Presented as a recreation of a stage show of 1881, The Amazing Feats of Loneliness of the title, it is, initially at least, a blend of the grotesque and the crudely comic, full of nudge-nudge humour and waves of pus and vomit.
A young woman afflicted with acne finds that her face has the capability to produce pearls; a man hikes to the Himalayas to have the images of his dead love literally drilled out of existence; a (human sized) stuffed bear recounts its abandonment by its owner.

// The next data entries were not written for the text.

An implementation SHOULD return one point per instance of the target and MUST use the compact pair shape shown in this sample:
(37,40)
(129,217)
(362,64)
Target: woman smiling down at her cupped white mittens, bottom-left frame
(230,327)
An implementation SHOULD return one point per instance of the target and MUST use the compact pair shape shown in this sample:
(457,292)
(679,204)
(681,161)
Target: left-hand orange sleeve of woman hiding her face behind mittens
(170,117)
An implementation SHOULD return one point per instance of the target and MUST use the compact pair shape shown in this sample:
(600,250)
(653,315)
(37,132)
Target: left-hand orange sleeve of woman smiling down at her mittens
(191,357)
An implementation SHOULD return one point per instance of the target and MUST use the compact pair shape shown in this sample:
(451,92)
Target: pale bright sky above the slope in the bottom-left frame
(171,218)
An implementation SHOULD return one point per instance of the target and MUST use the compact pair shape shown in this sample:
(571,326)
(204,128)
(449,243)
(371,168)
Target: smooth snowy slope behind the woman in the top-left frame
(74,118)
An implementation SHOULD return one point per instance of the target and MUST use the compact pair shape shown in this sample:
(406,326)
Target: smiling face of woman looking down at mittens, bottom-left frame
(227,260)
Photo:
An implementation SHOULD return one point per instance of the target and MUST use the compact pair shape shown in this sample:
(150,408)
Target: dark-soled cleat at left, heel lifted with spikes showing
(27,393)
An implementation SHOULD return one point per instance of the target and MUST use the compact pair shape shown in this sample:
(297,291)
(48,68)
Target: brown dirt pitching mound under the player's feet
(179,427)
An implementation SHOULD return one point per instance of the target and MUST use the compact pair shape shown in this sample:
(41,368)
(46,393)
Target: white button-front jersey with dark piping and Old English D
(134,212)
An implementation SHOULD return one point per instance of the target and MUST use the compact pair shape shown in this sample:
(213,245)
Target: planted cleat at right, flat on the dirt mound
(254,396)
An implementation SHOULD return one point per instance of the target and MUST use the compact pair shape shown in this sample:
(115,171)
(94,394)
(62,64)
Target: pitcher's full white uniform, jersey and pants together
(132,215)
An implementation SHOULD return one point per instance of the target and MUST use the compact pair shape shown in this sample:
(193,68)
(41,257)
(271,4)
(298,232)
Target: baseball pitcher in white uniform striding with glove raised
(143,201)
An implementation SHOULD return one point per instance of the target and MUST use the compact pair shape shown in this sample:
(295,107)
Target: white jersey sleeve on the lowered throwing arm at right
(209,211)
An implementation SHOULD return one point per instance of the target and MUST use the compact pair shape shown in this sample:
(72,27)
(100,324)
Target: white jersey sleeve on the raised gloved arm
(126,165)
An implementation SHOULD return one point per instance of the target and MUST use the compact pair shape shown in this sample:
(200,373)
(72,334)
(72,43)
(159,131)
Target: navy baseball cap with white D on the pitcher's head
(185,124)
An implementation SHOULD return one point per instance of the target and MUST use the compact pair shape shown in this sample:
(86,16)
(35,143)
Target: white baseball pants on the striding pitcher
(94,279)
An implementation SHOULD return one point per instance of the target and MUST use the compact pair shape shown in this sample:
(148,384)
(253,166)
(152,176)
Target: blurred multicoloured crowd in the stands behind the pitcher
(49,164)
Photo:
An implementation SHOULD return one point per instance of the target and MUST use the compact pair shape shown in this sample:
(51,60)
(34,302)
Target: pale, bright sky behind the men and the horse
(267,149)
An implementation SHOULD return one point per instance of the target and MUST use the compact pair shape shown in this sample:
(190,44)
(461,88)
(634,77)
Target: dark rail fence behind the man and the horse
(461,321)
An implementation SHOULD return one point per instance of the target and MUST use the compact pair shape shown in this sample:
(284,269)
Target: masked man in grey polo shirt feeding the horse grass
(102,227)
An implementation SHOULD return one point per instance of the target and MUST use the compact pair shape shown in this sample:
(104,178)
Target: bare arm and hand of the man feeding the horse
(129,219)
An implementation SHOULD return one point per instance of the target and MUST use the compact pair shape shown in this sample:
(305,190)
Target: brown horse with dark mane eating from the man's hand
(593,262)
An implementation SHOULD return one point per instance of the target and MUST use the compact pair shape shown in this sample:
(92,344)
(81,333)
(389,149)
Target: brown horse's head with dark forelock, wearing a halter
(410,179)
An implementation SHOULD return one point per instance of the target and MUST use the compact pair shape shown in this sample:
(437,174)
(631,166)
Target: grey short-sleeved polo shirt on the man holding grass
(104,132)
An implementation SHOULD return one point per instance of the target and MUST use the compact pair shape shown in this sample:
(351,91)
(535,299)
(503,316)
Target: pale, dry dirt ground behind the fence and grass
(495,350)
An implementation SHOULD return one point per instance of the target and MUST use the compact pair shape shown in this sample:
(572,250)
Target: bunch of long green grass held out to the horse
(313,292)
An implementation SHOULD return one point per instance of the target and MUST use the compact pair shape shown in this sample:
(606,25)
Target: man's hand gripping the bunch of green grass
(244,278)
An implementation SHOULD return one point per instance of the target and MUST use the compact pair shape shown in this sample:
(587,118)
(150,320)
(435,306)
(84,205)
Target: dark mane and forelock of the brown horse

It is like The League of Gentlemen at their most perverse, veering at times into Little Britain territory as bodily fluids gush over the floor. But as with Neilson’s other recent plays, the disappointing God in Ruins and divisive The Wonderful World of Dissocia, there are different layers of reality at work here. As with both those productions there is a Pirandellian fracturing of the world we are presented with. There are jarring pauses, as Gant’s fellow performers grow increasingly uncomfortable with their opium-addicted boss. The play begins to pick itself apart, to reveal something unexpected and altogether more human and questioning beneath the sticky veneer.
That said, this late detour doesn’t quite emerge clean from the grossness of the earlier scenes; it remains tainted. The audience never learn enough about Gant and his troupe to fully engage with this new turn of events. There are intriguing hints of a friendship forged on the battlefield between Gant and Sam Cox’s Jack Dearlove, but given the time devoted to pus and pimples in the early half of the play, this remains frustratingly thinly sketched. There is also an attempt to raise the question of what one wants theatre to do: encapsulated in a poem that pits whimsy against hard reality. But again this feels secondary to the yucky stuff. The final revelation, when it comes however, is still quite potent.
The cast are excellent. Simon Kunz has just the right amount of swagger as Gant and Sam Cox, Nicholas Ludd and Emma Handy, leaping between roles, are all equally strong, the latter impressively managing to emote from behind a mask of acne. Tom Scutt’s Victorian set is full of lovely details and, to be fair, the audience seemed to be laughing a great deal, for it is at times wickedly, weirdly funny. But it is impossible to shake a sense of frustration that this could have been far more interesting were it to focus less on gross excess and more on the characters that populate this intriguing world.